Black Friday exposes dark side of trucking

Luca Poggi — November 21, 2022

Trucks are massive climate polluters, and the emissions from trucking retail goods spike 94% during Black Friday week, T&E analysis finds. But there is a solution.

Black Friday is notorious for peak consumerism and waste. But the true cost of the headline grabbing discounts is also paid in the climate impact of moving all that extra freight on our roads. Trucking retail goods is a dirty business and that business spikes massively around Black Friday. It’s maddening because there’s a ready-made solution to slash the climate impact of trucks – if only regulators would send the right signal to truckmakers to start using it.

To quantify the truck pollution impact of the Black Friday phenomenon, T&E analysed historical sales data to estimate the additional demand created by Black Friday. We then converted that into truck activity and calculated the associated emissions[1]. The results dramatically highlight the huge climate impact trucks have, not just during the week of Black Friday, but each and every week.

During this year’s Black Friday week, 1.2 million tons of CO2 will be released in the air by trucks transporting our packages to warehouses and stores around Europe. That’s almost 600,000 tons extra, or a whopping 94% more than in an average week.

Trucks will be rushing all over the continent to make sure that physical and online stores meet the demand of consumers.[2] The extra pollution in one week is equivalent to the yearly emissions from all the trucks in Bulgaria, or about 3,500 return flights from Paris to New York[3].

Trucks are the primary way of moving goods in Europe, accounting for 64% of goods transport emissions[4]. Their activity is expected to grow steeply in the coming decades[5]. Right now, almost all of them run on polluting diesel, which is bad for the climate and for the environment.

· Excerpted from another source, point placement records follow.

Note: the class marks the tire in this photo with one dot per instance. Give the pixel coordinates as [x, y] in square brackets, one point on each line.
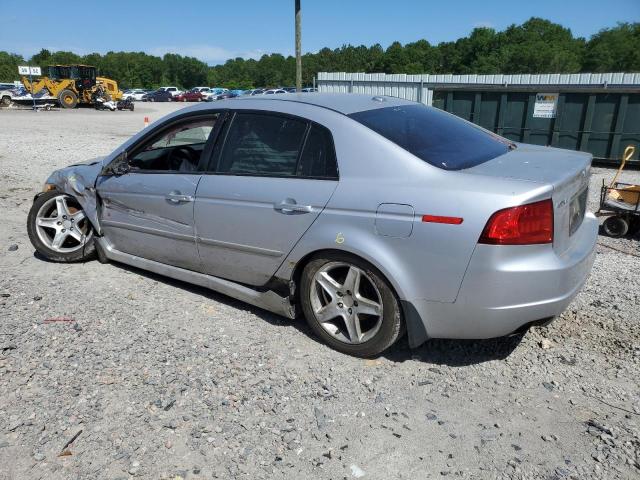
[377, 331]
[615, 226]
[43, 228]
[68, 98]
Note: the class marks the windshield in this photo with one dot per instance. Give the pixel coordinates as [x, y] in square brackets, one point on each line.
[440, 139]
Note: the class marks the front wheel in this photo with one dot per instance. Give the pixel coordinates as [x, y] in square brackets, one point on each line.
[348, 303]
[59, 229]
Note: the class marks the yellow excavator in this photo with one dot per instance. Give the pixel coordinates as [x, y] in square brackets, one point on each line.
[74, 84]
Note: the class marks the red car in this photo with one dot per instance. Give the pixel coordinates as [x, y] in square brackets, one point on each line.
[193, 95]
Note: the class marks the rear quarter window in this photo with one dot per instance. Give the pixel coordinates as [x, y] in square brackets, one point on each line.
[438, 138]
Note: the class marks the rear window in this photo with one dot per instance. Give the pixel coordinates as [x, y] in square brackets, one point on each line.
[434, 136]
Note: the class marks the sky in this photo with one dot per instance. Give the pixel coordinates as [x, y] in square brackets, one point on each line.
[215, 31]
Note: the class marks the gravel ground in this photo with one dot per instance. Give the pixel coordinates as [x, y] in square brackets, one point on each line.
[152, 378]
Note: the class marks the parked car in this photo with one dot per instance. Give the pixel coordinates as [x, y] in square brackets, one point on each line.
[159, 95]
[134, 94]
[173, 90]
[194, 95]
[371, 216]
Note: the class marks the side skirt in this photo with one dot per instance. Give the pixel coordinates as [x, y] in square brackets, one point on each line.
[268, 300]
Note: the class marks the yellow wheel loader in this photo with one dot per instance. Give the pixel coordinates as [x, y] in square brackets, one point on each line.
[73, 84]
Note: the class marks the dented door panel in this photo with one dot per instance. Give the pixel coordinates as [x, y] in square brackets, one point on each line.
[150, 215]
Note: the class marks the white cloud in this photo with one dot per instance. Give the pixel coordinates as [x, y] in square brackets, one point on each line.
[208, 53]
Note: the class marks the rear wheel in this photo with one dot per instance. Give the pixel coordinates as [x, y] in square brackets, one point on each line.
[615, 226]
[68, 98]
[350, 305]
[59, 229]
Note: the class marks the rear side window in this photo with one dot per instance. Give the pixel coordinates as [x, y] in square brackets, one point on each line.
[436, 137]
[318, 158]
[262, 144]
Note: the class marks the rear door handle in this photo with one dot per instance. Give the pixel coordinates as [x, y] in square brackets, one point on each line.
[177, 197]
[289, 206]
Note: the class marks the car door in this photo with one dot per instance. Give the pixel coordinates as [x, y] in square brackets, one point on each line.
[274, 174]
[148, 211]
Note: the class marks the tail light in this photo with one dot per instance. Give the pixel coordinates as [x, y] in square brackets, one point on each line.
[521, 225]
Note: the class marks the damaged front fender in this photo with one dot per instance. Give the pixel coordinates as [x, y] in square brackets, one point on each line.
[79, 181]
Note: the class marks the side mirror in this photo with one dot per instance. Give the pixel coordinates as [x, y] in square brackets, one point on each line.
[118, 166]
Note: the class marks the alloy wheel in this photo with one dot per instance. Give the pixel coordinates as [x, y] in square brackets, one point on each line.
[346, 302]
[62, 225]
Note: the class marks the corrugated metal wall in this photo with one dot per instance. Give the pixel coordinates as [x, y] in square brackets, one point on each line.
[597, 113]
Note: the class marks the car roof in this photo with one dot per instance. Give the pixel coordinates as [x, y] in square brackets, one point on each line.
[345, 103]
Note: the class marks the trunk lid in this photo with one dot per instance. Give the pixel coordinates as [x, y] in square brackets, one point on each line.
[566, 171]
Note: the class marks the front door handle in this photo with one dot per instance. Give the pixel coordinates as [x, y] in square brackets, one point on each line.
[177, 197]
[290, 206]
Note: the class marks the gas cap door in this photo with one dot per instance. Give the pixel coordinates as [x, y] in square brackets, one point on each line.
[394, 220]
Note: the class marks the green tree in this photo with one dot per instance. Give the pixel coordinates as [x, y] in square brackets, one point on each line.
[614, 50]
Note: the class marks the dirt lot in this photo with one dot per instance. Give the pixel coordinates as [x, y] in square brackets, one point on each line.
[154, 378]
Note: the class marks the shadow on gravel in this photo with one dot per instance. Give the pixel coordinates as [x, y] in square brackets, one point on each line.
[454, 353]
[265, 315]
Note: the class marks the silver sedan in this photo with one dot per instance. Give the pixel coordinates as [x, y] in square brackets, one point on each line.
[371, 216]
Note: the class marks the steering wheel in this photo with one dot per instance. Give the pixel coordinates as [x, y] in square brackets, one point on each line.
[179, 154]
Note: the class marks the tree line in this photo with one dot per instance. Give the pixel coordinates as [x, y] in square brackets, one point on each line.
[536, 46]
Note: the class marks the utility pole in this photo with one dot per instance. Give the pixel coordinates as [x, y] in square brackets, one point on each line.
[298, 47]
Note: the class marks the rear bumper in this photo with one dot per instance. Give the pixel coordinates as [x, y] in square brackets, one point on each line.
[507, 287]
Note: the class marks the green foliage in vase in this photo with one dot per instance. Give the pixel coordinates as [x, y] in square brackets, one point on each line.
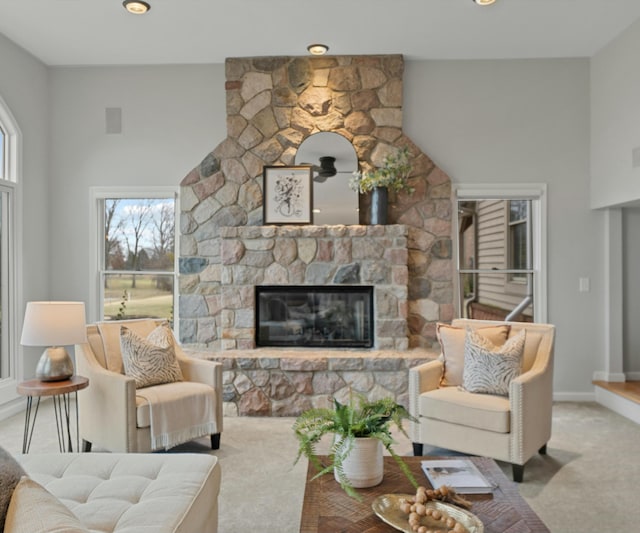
[393, 174]
[347, 422]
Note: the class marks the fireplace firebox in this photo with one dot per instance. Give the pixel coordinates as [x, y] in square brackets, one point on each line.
[334, 316]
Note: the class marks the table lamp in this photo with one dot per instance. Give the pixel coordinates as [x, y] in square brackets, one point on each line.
[55, 325]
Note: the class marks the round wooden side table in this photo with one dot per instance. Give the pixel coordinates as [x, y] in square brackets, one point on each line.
[60, 390]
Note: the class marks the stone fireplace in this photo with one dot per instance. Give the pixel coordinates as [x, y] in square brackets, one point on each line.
[273, 104]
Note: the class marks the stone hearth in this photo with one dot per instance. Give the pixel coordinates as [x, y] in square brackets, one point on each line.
[286, 381]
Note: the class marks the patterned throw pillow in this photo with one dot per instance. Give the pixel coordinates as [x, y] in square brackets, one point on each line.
[451, 340]
[150, 361]
[488, 369]
[10, 474]
[34, 509]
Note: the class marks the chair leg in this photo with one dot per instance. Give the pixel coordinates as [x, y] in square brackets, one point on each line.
[518, 473]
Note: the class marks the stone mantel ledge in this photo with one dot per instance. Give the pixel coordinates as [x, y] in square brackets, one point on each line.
[337, 230]
[301, 359]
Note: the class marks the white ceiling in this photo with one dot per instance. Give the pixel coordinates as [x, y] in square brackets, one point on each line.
[101, 32]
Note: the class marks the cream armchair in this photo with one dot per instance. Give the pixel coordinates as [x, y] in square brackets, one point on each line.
[510, 429]
[111, 413]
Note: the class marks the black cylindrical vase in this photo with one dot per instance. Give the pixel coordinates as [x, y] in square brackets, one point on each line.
[379, 202]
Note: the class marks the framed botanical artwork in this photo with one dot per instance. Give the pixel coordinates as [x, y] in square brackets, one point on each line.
[288, 195]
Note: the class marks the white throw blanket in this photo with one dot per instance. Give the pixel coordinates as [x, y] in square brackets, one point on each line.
[177, 418]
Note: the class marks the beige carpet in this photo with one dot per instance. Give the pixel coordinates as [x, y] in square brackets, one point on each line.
[587, 483]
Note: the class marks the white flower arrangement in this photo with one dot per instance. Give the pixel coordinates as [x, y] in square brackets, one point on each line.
[393, 175]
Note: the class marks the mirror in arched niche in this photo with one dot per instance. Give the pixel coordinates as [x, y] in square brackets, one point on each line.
[333, 201]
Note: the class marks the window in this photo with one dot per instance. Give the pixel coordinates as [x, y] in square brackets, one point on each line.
[500, 252]
[9, 289]
[518, 239]
[137, 262]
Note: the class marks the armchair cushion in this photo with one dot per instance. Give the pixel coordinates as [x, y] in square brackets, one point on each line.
[481, 411]
[452, 344]
[168, 393]
[150, 361]
[490, 369]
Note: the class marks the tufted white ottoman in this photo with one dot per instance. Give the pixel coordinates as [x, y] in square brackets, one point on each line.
[133, 493]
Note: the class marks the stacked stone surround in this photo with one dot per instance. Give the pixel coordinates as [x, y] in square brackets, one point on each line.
[273, 104]
[286, 382]
[313, 255]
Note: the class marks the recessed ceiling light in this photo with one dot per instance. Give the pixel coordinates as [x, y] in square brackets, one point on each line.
[318, 49]
[137, 7]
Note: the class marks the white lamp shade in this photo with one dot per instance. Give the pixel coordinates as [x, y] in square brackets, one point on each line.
[53, 324]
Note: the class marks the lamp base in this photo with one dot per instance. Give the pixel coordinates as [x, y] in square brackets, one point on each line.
[55, 364]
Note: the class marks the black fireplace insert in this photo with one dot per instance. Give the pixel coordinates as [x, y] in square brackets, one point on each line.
[336, 316]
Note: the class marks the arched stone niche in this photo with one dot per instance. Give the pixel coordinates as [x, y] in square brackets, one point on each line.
[273, 104]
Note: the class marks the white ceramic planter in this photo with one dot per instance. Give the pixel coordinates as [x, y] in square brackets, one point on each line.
[364, 466]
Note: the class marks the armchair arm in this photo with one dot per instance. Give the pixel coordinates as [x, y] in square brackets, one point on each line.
[422, 378]
[531, 403]
[107, 408]
[203, 371]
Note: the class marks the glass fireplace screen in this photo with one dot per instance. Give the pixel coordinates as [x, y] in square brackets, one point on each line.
[329, 316]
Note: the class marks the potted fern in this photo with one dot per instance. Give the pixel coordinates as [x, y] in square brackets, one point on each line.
[360, 429]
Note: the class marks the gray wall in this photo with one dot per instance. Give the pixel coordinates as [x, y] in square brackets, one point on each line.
[631, 307]
[24, 87]
[526, 121]
[172, 116]
[615, 120]
[615, 133]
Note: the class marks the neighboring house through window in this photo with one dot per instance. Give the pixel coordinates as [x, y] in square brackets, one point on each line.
[501, 251]
[136, 266]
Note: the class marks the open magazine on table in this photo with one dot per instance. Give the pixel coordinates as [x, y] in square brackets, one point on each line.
[460, 474]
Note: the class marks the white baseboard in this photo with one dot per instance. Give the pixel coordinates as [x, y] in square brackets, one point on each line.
[11, 408]
[613, 377]
[574, 397]
[618, 404]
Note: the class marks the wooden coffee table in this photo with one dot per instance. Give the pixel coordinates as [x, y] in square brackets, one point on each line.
[327, 508]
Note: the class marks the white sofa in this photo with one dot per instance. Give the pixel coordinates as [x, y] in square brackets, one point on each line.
[132, 493]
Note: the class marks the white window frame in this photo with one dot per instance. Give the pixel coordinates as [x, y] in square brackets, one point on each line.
[10, 188]
[96, 214]
[537, 192]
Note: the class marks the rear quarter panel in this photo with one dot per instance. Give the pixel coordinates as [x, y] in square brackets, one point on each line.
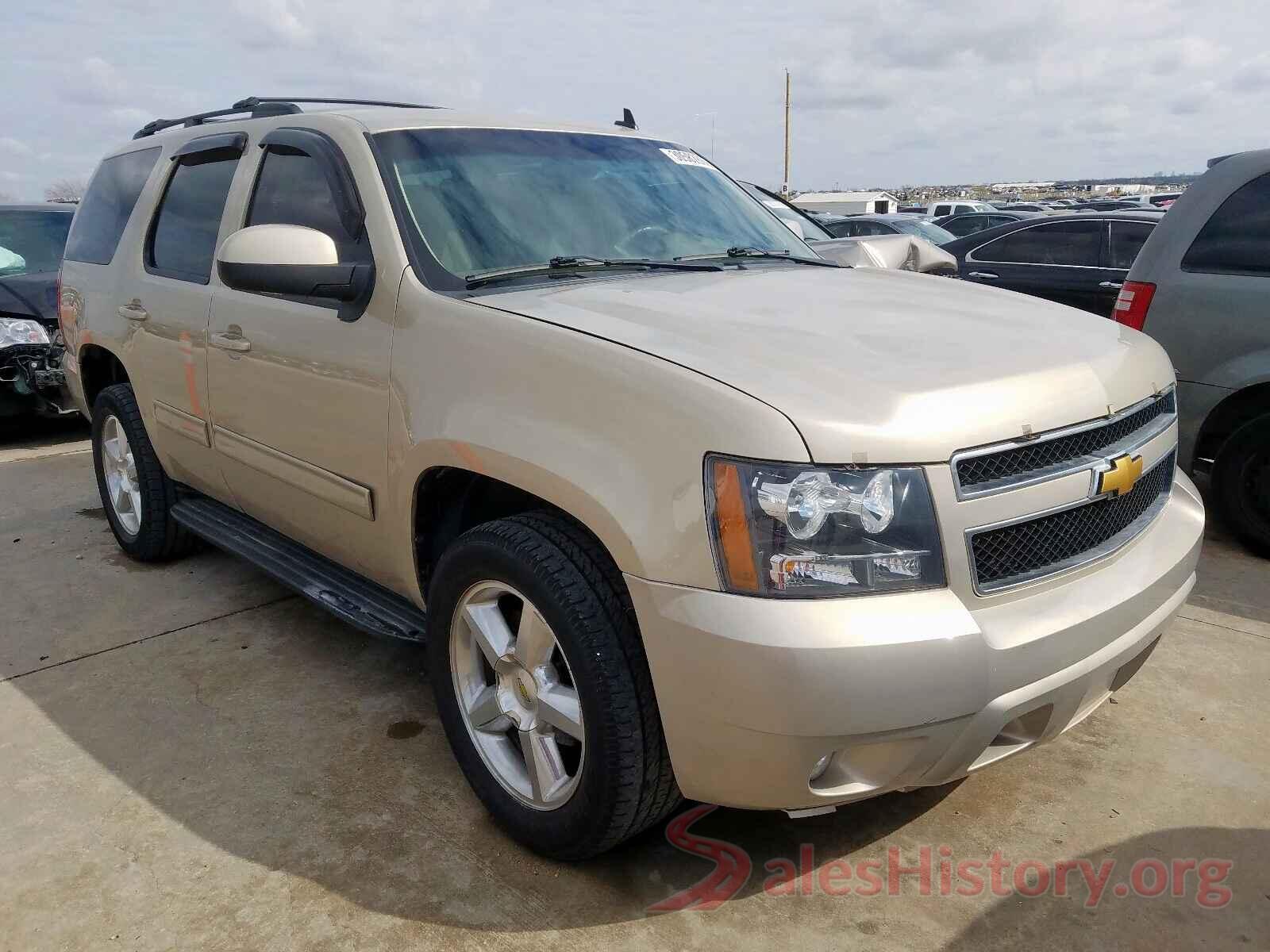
[607, 433]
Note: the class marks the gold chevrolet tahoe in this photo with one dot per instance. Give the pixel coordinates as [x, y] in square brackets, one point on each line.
[679, 507]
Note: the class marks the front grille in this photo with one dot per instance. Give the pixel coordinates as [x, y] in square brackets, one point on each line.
[1024, 463]
[1051, 543]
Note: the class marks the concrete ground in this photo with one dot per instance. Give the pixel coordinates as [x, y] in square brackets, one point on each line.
[194, 758]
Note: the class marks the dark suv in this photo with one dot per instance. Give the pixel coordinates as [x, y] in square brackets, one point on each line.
[32, 240]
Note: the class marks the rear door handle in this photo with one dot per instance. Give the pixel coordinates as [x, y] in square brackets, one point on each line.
[230, 342]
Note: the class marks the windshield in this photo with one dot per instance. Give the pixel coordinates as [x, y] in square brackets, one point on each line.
[487, 200]
[924, 228]
[806, 228]
[32, 240]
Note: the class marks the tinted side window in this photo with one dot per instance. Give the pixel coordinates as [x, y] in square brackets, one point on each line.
[108, 205]
[1072, 243]
[183, 236]
[964, 225]
[292, 190]
[1236, 240]
[1127, 240]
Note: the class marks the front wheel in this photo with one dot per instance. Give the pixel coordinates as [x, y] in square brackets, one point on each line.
[544, 689]
[1241, 482]
[137, 493]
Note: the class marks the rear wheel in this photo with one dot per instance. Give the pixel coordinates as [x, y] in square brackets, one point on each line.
[1241, 484]
[544, 689]
[137, 493]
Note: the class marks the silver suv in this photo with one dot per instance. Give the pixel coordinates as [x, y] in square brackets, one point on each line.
[679, 505]
[1200, 286]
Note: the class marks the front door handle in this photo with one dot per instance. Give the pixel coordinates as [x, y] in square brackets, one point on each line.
[232, 342]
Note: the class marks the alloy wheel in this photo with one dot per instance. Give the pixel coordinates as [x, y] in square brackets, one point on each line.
[121, 476]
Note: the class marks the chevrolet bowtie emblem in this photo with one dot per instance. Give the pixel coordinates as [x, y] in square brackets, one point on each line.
[1124, 473]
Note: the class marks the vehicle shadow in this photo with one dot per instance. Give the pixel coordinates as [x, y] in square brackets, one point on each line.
[292, 742]
[1219, 900]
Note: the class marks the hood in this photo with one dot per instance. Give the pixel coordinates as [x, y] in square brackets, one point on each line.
[29, 296]
[870, 365]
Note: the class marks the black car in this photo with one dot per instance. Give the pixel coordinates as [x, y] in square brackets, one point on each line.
[971, 222]
[1109, 205]
[1077, 259]
[32, 240]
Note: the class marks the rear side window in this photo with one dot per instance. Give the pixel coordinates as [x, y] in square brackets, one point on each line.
[965, 225]
[1127, 239]
[1236, 240]
[105, 213]
[292, 190]
[1068, 243]
[183, 235]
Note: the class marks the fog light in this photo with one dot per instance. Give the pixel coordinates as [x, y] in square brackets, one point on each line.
[821, 767]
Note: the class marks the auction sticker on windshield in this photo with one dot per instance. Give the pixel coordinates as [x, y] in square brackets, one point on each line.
[683, 156]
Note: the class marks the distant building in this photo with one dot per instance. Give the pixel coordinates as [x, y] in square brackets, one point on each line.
[1124, 190]
[849, 202]
[1022, 186]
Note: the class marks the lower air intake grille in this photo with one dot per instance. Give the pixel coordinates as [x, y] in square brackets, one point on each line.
[1051, 543]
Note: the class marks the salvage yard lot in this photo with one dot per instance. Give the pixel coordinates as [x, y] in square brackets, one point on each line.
[194, 758]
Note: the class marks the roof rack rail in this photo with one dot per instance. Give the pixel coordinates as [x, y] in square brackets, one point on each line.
[260, 107]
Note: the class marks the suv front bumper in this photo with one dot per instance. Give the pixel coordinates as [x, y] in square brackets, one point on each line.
[907, 689]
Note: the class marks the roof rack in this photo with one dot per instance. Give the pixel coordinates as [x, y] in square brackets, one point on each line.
[260, 107]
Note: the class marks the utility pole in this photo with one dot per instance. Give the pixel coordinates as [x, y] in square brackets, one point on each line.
[785, 187]
[713, 114]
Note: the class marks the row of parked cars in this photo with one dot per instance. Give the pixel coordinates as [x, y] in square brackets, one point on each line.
[633, 456]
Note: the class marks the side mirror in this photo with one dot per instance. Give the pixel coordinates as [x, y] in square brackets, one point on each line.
[289, 259]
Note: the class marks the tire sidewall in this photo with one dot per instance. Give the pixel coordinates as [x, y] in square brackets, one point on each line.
[550, 831]
[118, 401]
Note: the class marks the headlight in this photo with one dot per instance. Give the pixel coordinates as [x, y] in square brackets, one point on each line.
[799, 531]
[19, 330]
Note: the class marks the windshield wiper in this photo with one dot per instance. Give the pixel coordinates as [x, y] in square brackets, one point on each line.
[584, 262]
[741, 251]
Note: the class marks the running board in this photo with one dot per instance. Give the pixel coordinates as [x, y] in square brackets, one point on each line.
[343, 593]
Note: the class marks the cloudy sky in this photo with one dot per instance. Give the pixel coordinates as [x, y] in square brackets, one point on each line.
[884, 94]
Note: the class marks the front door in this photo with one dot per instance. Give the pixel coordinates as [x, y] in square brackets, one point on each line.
[298, 386]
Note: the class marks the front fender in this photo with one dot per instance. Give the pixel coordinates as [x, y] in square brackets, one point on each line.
[610, 435]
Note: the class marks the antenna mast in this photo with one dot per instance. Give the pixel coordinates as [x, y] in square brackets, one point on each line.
[785, 187]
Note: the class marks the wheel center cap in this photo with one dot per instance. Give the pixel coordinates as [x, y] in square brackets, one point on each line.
[526, 689]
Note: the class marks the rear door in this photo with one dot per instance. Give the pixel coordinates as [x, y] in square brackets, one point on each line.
[1060, 260]
[298, 385]
[1123, 243]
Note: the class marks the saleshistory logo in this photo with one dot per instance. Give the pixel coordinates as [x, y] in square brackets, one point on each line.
[935, 871]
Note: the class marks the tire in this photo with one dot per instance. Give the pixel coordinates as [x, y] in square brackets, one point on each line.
[143, 527]
[622, 781]
[1241, 484]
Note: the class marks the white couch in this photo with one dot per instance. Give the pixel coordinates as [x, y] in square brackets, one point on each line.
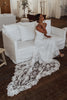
[18, 50]
[7, 19]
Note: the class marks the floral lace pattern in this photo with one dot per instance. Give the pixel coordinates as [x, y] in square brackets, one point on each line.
[27, 75]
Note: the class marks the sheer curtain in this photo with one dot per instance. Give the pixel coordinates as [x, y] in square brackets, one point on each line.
[13, 4]
[52, 8]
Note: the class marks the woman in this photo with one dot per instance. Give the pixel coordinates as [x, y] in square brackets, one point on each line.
[41, 27]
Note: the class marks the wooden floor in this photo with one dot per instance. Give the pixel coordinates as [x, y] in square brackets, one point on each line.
[53, 87]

But it doesn’t have to be this way. There is a ready made solution to the problem of road freight pollution in the form of zero-emissions trucks. These vehicles are on the market today, and by 2035 virtually all new electric freight trucks – including long-haul – will be cheaper to own and run than their diesel equivalents, while driving as far and carrying as much. Hauliers should be in no doubt that electric trucks will match diesel on cost and operational capability.

Some major truck buyers have started to switch already. Amazon just announced it will be adding more than 1,500 electric heavy goods vehicles to its European fleet in the next five years and Deutsche Post DHL says it will procure 44 new electric trucks. But, with electric trucks accounting for less than 1% of new rigs sold, progress towards zero-emissions trucking is far too slow.

It doesn’t have to be, and EU regulators are preparing to step in by tightening climate targets for heavy-duty vehicles. The only question now is, how ambitious will the EU be to get to zero?  Anything later than a 2035 deadline for ending sales of new trucks with engines will doom the bloc to failure on its 2050 economy-wide net-zero emissions target.

If the EU were to adopt a 2035 phase-out date, it would be possible to already achieve an 11% reduction in CO2 emissions from trucks by 2030, and a 48% reduction by 2035 (relative to 2022). That means Black Friday emissions from trucking would also be down over 10% already in 2030 and almost halved in 2035. Allowing polluting trucks to be sold any later than 2035 would lead to many diesel rigs still being on our roads by mid-century. We could say bye-bye to net-zero and hello to a hotter, more chaotic world that not even ‘retail therapy’ would make better.

[1] A Methodological note for a detailed explanation is available for download.

[2] Note that this analysis is not counting the emissions from delivery vans making home deliveries during Black Friday, but just the supply of physical stores and warehouses from where delivery vans depart.

[3] Emissions for the entire aircraft (Boeing 777-300ER) assuming it is at its full capacity

[4] Calculations based on UNFCCC data, available here https://di.unfccc.int/time_series

[5] A 44% increase between 2020 and 2050, according to the EU Reference Scenario.